No, preservatives do not completely go away.  Depending upon the recipe, such as one where a lot of liquids are added, the preservatives may just be diluted, but are not completely “cooked” or “baked” away.

Sulfites are preservatives that are used on certain fruits to help retain their color. They are a safe ingredient however, some people have allergic sensitivities to sulfites. Please refer to the back of all Mariani packages for a complete breakdown of ingredients.

Most of our products are Kosher certified by the Orthodox Union. 

Just look for the circle U symbol next to the product name on the front of our products.

Is there a possibility of cross-contamination? Yes, we package products containing tree nuts, wheat, soy, and dairy in our facility.  Although tree nuts, wheat, soy, and dairy products are packaged on shared equipment with our dried fruits, we assure you that we have a comprehensive allergen program.  Our equipment is thoroughly cleaned between processes, with cleanliness verified through protein swab validation. Mariani follows Good Manufacturing Practices and we are audited by FDA & USDA. In addition, we are audited & certified by BRC and other second and third-party auditors.

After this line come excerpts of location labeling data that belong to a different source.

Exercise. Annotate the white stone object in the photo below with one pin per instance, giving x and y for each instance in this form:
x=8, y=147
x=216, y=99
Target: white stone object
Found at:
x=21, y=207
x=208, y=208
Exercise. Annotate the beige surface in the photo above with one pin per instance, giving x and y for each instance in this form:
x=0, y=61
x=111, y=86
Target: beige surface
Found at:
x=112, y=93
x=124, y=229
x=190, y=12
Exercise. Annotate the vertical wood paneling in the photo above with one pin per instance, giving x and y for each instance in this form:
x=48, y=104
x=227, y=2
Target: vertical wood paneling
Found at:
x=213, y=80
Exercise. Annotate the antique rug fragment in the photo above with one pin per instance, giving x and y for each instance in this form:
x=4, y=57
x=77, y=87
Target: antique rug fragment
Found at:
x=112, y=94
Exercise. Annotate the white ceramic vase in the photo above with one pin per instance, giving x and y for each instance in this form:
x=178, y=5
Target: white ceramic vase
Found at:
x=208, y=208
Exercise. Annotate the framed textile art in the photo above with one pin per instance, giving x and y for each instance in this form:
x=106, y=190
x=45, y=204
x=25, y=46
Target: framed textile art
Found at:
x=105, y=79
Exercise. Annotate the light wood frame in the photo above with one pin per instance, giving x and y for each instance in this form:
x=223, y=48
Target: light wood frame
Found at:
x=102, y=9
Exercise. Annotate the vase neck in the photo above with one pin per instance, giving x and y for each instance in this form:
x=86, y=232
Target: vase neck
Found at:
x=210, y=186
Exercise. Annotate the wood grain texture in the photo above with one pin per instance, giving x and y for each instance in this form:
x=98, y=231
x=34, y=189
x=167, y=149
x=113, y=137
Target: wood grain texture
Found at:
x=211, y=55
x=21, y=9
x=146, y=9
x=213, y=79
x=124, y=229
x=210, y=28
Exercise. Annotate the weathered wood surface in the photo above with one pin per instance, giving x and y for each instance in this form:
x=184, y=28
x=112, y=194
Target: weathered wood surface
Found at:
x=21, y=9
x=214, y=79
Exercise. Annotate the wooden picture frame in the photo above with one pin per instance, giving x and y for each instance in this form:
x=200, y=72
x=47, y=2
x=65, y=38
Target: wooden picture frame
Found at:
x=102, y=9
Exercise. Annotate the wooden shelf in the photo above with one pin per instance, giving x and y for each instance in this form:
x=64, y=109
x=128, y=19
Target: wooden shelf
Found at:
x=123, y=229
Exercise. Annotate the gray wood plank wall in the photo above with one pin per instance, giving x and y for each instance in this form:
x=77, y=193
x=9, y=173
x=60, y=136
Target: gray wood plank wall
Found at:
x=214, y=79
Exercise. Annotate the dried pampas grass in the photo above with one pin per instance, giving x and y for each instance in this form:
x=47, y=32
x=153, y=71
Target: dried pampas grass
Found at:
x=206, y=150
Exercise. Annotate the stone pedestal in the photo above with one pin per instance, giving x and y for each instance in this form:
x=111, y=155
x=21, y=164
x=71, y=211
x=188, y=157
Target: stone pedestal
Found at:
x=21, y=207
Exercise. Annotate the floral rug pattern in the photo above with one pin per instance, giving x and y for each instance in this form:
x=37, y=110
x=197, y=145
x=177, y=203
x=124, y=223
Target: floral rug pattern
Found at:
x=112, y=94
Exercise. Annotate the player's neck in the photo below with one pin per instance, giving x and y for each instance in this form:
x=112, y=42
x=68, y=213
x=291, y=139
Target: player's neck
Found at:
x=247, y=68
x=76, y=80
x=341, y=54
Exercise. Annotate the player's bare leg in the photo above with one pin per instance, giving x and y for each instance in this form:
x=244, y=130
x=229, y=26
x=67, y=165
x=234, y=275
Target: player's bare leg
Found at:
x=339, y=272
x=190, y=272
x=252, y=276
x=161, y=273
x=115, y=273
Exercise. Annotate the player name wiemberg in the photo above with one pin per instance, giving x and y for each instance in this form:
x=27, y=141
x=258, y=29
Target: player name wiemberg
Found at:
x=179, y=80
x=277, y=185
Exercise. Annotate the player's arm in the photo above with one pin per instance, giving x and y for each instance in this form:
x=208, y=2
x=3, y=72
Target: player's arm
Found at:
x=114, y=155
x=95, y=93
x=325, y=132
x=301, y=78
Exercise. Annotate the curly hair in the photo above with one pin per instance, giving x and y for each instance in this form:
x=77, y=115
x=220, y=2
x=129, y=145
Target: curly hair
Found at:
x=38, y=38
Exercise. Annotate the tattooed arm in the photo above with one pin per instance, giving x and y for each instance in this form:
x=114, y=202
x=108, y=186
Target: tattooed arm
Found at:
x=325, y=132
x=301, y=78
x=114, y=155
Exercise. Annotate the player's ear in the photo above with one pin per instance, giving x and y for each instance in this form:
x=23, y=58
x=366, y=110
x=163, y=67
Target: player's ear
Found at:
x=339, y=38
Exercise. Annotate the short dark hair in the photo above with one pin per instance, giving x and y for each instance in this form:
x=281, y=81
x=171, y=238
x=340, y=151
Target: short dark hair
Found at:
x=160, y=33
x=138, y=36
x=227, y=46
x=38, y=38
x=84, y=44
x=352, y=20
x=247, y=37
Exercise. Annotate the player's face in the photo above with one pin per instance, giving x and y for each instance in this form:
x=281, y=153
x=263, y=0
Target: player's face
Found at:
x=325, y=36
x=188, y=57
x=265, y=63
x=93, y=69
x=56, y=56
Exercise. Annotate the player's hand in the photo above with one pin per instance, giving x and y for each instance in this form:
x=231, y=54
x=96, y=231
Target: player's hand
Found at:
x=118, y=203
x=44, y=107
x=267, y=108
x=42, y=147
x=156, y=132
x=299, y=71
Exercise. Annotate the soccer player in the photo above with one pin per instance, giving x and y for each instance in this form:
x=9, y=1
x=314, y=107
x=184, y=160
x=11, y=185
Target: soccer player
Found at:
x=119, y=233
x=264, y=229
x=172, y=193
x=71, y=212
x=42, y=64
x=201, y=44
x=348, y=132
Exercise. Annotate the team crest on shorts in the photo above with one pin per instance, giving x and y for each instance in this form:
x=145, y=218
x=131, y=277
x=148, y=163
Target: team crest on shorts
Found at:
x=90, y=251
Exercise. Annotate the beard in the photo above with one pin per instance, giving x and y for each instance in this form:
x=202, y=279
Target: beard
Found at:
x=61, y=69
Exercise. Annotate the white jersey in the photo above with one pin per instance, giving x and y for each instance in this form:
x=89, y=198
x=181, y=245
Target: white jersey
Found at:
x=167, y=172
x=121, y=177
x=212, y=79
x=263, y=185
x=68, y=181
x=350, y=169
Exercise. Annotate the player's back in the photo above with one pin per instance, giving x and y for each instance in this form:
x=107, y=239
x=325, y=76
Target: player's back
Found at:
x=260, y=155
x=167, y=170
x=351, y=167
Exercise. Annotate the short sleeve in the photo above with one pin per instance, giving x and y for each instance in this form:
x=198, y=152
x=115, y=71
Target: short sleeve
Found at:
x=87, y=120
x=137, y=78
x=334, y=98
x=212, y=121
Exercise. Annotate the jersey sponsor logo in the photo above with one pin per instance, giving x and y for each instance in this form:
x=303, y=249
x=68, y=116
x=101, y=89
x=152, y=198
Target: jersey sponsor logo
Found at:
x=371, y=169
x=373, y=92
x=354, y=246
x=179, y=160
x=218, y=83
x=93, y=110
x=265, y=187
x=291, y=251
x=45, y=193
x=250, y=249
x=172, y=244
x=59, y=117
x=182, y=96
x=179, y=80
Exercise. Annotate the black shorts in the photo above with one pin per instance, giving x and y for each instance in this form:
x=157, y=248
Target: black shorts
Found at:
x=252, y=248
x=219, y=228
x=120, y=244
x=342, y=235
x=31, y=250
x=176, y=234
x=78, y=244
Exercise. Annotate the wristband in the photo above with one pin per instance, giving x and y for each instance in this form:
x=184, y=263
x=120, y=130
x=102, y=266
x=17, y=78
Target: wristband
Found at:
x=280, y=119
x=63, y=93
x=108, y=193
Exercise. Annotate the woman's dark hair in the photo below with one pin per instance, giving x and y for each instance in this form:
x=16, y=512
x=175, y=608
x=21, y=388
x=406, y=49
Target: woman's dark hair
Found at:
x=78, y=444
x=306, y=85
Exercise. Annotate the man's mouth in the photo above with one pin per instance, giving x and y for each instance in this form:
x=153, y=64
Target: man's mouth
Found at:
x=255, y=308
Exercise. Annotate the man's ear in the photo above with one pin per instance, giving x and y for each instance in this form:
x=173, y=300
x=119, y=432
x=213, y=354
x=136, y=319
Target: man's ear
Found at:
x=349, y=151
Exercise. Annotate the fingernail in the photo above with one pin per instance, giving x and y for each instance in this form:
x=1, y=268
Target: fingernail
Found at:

Oil is used on some dried fruit to help move it along & through the processing equipment. It also prevents the fruit from clumping together, making it easier for the consumer to use. When applied for this purpose, it is done so in very trace amounts.

Dried fruit can be substituted in any recipe calling for its fresh fruit counterpart.  All you have to do is add water back into the fruit.  As a general rule of thumb, measure half the dried fruit for the amount needed for the recipe, as the re-hydration process will increase your volume of fruit (example: if the recipe calls for one cup of fresh fruit, measure out ½ cup of dried) Place the dried fruit in a saucepan and add plenty of water to cover and bring to a gentle boil. Cook for 10 – 15 minutes.  Drain the excess water. As an added tip: use a complimentary fruit juice instead of water to add more flavoring to your fruit.